Regarder l’horreur en face

— Par Nicolas Weill —

auschwitz-2Les maximes sur l’impossibilité de représenter la mort ne manquent pas. En particulier quand il s’agit de la mort de masse, celle qui fut donnée dans les camps d’extermination. Au nom d’une « irreprésentabilité » supposée de la Shoah, une école de pensée a délégitimé a priori l’archive visuelle, se fondant sur le parti pris formel de Claude Lanzmann dans Shoah (1985), qui excluait toute image d’époque. Siegfried Kracauer, dans Théorie du film (Flammarion, 2010), anticipant ce débat dans les années 1950, avait suggéré que l’horreur pouvait être vue, mais seulement de façon détournée (il recourut pour cela à l’allégorie de la tête de Méduse, dont Persée évita le regard mortifère en contemplant son reflet sur son bouclier). Dans Images malgré tout (Minuit, 2004), le philosophe et historien d’art Georges Didi-Huberman a, sans craindre la polémique, voulu restituer un statut « imaginable » à la déchirure du génocide, en commentant quatre photographies d’Auschwitz prises à l’insu des gardes SS par des Sonderkommandos en août 1944, alors que la machine meurtrière battait son plein avec le gazage des juifs hongrois. Mais la rareté de ces clichés, pris clandestinement, continuera à être inversement proportionnelle à l’énormité de l’événement.
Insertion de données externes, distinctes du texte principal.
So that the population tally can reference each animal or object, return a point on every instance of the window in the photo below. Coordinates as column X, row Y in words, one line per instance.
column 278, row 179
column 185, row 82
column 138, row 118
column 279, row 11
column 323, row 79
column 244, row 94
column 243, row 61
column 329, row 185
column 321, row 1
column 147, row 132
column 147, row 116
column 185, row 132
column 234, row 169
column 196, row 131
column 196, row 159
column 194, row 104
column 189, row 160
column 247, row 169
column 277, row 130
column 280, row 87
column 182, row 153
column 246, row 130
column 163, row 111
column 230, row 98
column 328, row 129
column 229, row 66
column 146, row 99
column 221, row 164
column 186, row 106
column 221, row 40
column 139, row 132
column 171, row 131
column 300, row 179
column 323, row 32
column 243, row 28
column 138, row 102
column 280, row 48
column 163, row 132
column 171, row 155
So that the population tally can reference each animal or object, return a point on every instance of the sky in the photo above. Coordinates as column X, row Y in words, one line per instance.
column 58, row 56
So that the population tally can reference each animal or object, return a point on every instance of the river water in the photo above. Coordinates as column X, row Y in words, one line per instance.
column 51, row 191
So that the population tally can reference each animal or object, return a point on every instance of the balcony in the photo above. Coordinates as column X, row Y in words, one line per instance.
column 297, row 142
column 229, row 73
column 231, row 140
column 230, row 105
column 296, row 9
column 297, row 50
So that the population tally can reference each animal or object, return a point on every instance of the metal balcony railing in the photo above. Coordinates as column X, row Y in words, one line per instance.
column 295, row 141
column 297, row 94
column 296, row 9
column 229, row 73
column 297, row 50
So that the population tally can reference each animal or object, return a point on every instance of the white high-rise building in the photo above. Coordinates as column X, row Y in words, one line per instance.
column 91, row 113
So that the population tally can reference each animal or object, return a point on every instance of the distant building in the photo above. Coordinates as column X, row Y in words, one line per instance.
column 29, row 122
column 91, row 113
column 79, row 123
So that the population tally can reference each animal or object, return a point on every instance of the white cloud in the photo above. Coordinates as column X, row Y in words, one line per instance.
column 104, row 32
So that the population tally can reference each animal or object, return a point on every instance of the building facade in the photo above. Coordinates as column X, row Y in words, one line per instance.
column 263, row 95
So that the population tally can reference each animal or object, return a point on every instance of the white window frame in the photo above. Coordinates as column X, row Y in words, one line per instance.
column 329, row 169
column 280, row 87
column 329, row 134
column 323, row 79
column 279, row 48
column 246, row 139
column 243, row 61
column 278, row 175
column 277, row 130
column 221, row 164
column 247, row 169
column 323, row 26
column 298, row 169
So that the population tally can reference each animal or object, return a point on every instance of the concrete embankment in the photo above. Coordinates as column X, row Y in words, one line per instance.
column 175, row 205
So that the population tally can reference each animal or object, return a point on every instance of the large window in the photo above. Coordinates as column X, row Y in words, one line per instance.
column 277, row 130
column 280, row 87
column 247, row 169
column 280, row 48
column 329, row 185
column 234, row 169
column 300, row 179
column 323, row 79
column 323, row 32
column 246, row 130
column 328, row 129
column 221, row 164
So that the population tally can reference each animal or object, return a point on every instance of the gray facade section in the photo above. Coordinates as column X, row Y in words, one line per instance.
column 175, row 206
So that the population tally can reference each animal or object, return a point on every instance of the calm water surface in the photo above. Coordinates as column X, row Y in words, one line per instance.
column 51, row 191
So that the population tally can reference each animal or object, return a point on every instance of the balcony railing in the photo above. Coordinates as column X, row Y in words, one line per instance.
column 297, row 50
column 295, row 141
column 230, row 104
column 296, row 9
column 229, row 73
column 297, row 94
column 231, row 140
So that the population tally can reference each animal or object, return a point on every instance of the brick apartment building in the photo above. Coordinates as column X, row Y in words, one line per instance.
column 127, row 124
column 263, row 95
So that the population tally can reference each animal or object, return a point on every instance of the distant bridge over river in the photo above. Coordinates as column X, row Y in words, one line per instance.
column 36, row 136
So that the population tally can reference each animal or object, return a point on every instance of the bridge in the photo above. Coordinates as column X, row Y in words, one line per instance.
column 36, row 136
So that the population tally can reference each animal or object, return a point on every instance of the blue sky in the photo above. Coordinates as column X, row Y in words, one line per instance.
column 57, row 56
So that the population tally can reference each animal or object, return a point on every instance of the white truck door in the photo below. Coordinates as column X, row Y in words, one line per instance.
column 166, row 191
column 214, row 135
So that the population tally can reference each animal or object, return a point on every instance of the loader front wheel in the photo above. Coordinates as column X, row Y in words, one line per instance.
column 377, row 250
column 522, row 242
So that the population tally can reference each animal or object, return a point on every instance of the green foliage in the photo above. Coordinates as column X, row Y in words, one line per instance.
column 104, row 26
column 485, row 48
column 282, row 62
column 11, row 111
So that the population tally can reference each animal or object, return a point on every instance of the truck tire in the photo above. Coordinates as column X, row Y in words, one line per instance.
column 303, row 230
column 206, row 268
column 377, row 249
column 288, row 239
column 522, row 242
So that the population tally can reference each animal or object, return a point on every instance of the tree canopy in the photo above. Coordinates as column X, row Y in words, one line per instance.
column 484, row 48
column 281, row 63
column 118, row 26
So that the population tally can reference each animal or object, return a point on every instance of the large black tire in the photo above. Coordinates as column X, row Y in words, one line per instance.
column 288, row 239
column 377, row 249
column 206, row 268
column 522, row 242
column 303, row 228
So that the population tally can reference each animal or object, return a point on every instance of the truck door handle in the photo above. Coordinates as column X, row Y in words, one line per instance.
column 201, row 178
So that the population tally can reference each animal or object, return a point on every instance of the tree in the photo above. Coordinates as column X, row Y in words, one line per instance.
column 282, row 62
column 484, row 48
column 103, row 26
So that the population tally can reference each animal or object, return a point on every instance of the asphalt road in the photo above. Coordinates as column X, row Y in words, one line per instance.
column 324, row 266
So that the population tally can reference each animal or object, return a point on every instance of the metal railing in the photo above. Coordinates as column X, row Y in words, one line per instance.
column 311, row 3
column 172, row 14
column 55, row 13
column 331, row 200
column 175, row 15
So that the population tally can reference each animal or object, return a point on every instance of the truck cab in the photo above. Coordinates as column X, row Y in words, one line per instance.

La récente commémoration des 70 ans de l’ouverture des camps nazis, en particulier d’Auschwitz, le 27 janvier 1945 (lire Le Monde du 28 janvier), a suscité un mouvement de réflexion sur le moment de découverte immédiate des atrocités nazies, qui s’est traduit par plusieurs travaux et publications. Dans l’exposition en cours au Mémorial de la Shoah, à Paris, « Filmer la guerre. Les Soviétiques face à la Shoah (1941-1946) » (jusqu’au 27 septembre), on peut regarder les prises de vue du camp de Majdanek effectuées dès août 1944. On y voit également des séquences au camp d’Auschwitz filmées quelques jours seulement après l’arrivée des troupes russes (comme en atteste la neige encore épaisse). Elles sont dues à des opérateurs polonais, souvent juifs, comme Aleksander Ford et Roman Karmen, engagés dans l’Armée rouge. L’historienne Ania Szczepanska, qui a participé à l’élaboration de l’exposition, fait remarquer que la rhétorique des images tournées par les cameramen polonais s’avère plus « poétique et philosophique, moins axée sur l’établissement de la preuve du crime » que celle que produisent les cinéastes soviétiques. Si l’exploitation et le pillage des victimes occupent une place importante, l’insistance à faire défiler leurs passeports coïncide avec une volonté d’internationaliser la perception du massacre – sa dimension juive va être longtemps atténuée, voire mise sous le boisseau.
Premiers pas sur la planète concentrationnaire nazie

Dans 1945. La Découverte, Annette Wieviorka constate, elle aussi, cet effacement dans l’appréhension de l’« Holocauste » ou de la « Shoah » (termes qui ne s’imposent qu’à partir des années 1970). Cette occultation connut néanmoins des exceptions chez quelques-uns des correspondants de guerre qui firent les premiers pas sur la planète concentrationnaire nazie et en fixèrent l’aspect sous leur objectif.